В пятидесятые годы, когда я заканчивал среднюю школу, мы изучали Пушкина вроде бы неплохо: учили наизусть стихотворенья и отрывки из поэм, за что я до сих пор благодарен своим учителям; писали сочинения на самые разные темы, сочинения, может быть, не особенно оригинальные, но в то же время и необходимые; не говорю уже о том, что читали мы Пушкина в несравненно большем объёме, нежели нынешние школьники... И однако, однако был один очень большой минус в добротном изучении Пушкина тех лет: все учебники и все учителя, вся методика внушала нам, что Пушкин необычайно светел, понятен, общедоступен настолько, что и раздумывать о его творчестве нечего: он сам всё нам разжевал, сам всё объяснил, и наша задача лишь усвоить это общедоступное знание.

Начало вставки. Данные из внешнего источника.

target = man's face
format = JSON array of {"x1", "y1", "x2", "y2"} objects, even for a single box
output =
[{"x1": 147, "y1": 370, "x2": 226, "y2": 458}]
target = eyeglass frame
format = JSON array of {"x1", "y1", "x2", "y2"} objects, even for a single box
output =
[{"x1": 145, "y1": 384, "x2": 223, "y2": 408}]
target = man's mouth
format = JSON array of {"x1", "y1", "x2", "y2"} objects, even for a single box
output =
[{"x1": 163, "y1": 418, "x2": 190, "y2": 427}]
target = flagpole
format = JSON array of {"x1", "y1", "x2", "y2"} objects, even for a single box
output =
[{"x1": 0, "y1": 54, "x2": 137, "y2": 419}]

И помнится, что я был крайне поражён, когда впервые прочитал у Достоевского: "По-моему, Пушкина мы ещё и не начинали узнавать: это гений, опередивший русское сознание ещё слишком надолго". А несколько позднее мою школярскую самоуверенность смутило глубокое пророчество Гоголя о том, что "Пушкин есть явление чрезвычайное и, может быть, единственное явление русского духа; это русский человек в его развитии, в каком он, может быть, явится через двести лет". Всё вроде бы солнечно, ясно, просто — и вдруг аж через двести лет только всё определится: вырастет русский человек до идеала, очерченного Пушкиным, или нет...

* * *

Сколько бы раз я ни перечитывал Пушкина — всегда заново в моей душе из каких-то неведомых глубин поднимается волна восторга, рождаемого вещими строками:

Припомните, о други, с той поры,
Когда наш круг судьбы соединили,
Чему, чему свидетели мы были!
Игралища таинственной игры,
Металися смущённые народы;
И высились и падали цари;
И кровь людей то славы, то свободы,
То гордости багрила алтари.

Это сказано не только о Великой французской революции, не только об Отечественной войне 1812 года, не только о пушкинском времени — но о судьбах всех времён, всех революций, всех поколений. Пушкин — угадчик, толкователь неясного и таинственного гула, сопровождающего исторические сдвиги, выразитель сверхчеловеческих идей, которыми движется история. Он чувствовал её ход и движение, как гениальный геолог чувствует подземное перемещение земных материков, на которых живут обычные люди, не подозревающие того, что ни одна точка земной тверди не находится в полном покое.